Page 2 sur 8

Re: Écrire sur le handicap

Posté : jeu. févr. 07, 2019 1:33 am
par Kaplan
Je suis d'accord, c'est vrai que l'on n'y pense pas au premier abord, mais l'acceptation des autres est plus importante pour nous que la "guérison miracle". Pour ma part, je bégaye et ça ne me poserait aucun problème si on me laissait parler sans m'interrompre ou essayer finir mes phrases à ma place. Paradoxalement, j'aime bien passer à l'oral devant tout le monde car là je suis sûr qu'on me laissera parler tant que je veux en paix. :roll:

Ce serait assez agréable un auteur de SFFF qui créerait un monde où le handicap serait accepté et reconnu de tous et des installations pour chaque type de handicap. Quelqu'un d'intéressé ici ? :sifflote:

Re: Écrire sur le handicap

Posté : jeu. févr. 07, 2019 9:03 pm
par Roanne
Kaplan a écrit :
jeu. févr. 07, 2019 1:33 am
Je suis d'accord, c'est vrai que l'on n'y pense pas au premier abord, mais l'acceptation des autres est plus importante pour nous que la "guérison miracle".
Personnellement j'y mettrais un énorme bémol, car cela dépend du handicap, donc je n'en ferais pas une règle générale applicable à un "nous".

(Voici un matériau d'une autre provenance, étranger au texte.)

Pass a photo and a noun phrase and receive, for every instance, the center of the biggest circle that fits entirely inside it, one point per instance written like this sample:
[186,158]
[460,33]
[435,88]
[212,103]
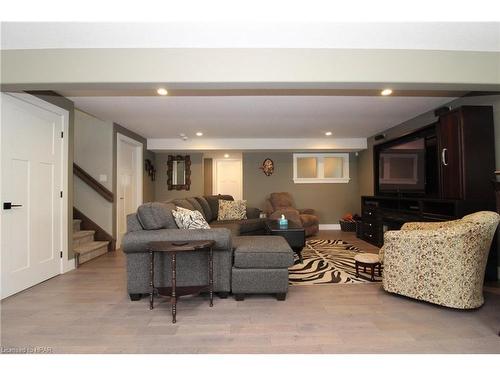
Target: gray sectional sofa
[244,261]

Quand le handicap est provoqué ou provoque - exemple particulièrement parlant - une douleur / souffrance bien réelles, clairement, le regard des autres / leur acceptation, ce n'est pas le plus important.
Retrouver un semblant de confort dans le quotidien devient une priorité, c'est parfois même une question vitale pour conserver un mental assez fort pour tenir le coup jour après jour.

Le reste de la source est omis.